BY NANCY R. HILLER, PHOTOGRAPHY BY KENDALL REEVES
Bloomington’s built environment says a lot about the history of this place and the people who have made their lives here.
When you look around our town and the surrounding rural areas, two things become clear. First, although this city is nearly two centuries old, the majority of buildings date from the most recent hundred years. Second, the buildings that have survived are those that have adapted to changing patterns of use.
Each of the homes featured here was built in the 20th century. Together they create a portrait of Bloomington’s changing social and economic makeup during those years. While families have become smaller, individual family members have become used to more personal space. As global travel has become vastly more common than it was even in the middle of the last century, aesthetic sensibilities have become more cosmopolitan. And most residents of Bloomington and Monroe County now work in professional or service-oriented businesses, rather than in agriculture or manufacturing.
The oldest of our featured homes is located in Prospect Hill, one of Bloomington’s earliest neighborhoods, just west of downtown. Originally built some time between 1900 and 1920, the house was rebuilt in 1936 after a devastating fire. This storybook-worthy cottage was briefly home to carpenter Ben Sturbaum, who lived there in the 1980s as part of his family’s project of restoring Prospect Hill to a thriving neighborhood following a period of decline. Patricia Glushko and John McDowell, who have owned the house since 1989, have made the house thoroughly their own, putting together a comfortable, eclectic interior.

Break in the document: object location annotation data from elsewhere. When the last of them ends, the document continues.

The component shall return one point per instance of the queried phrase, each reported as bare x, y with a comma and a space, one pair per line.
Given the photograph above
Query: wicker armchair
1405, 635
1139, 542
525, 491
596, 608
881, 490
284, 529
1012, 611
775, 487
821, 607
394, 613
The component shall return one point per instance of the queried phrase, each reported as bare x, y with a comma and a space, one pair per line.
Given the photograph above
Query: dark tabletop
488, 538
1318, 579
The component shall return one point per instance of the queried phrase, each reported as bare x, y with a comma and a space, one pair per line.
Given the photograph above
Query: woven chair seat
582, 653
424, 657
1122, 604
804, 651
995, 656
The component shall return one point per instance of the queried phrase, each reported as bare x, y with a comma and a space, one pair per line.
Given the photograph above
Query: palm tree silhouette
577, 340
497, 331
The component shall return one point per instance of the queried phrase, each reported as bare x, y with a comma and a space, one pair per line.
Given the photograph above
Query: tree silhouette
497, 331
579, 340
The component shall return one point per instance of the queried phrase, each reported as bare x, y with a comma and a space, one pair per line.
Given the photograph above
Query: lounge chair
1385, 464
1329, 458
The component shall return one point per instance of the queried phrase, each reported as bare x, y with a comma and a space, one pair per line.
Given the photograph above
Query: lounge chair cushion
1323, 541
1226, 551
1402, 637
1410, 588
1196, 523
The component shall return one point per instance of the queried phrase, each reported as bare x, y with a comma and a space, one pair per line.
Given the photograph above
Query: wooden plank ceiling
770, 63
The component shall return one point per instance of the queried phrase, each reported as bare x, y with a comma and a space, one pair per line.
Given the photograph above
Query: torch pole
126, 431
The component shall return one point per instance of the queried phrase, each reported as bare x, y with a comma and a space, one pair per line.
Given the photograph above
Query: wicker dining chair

The home of Gary and Linda Anderson was built in a semi-rural area just east of Bloomington developed for residential use beginning in the 1940s, when the increasing availability of cars allowed people to commute to jobs in town. Formerly a dilapidated one-story bungalow on a large, long-neglected lot, the house today is notable for its glamorous 1940s interior; distinctive, artful exterior; and parklike setting.
Karen Pitkin and Kurt Larsen live in a house that reflects the trend toward subdividing large suburban tracts of land for residential development. The Heritage Woods subdivision on Bloomington’s east side was developed beginning in the early 1960s, so many of its homes are examples of the ranch-style architecture popular at the time. Pitkin and Larsen have reworked their home for contemporary living, drawing on its subtle Asian aesthetic.
Although the newest of these homes was built in 1978, it intentionally reflects the International Style that was avant-garde during the 1920s and ’30s. Architect Larry Phelps designed the home for his family in rural northwestern Monroe County — one of the earliest parts of the county to be settled, but one that has remained largely rural in character despite its location within commuting distance of Indianapolis.
That the rustic hills east of Ellettsville, Indiana, should conceal a gem of modernist architecture isn’t really surprising. The blend of apparent opposites is part of what defines our town in so many ways.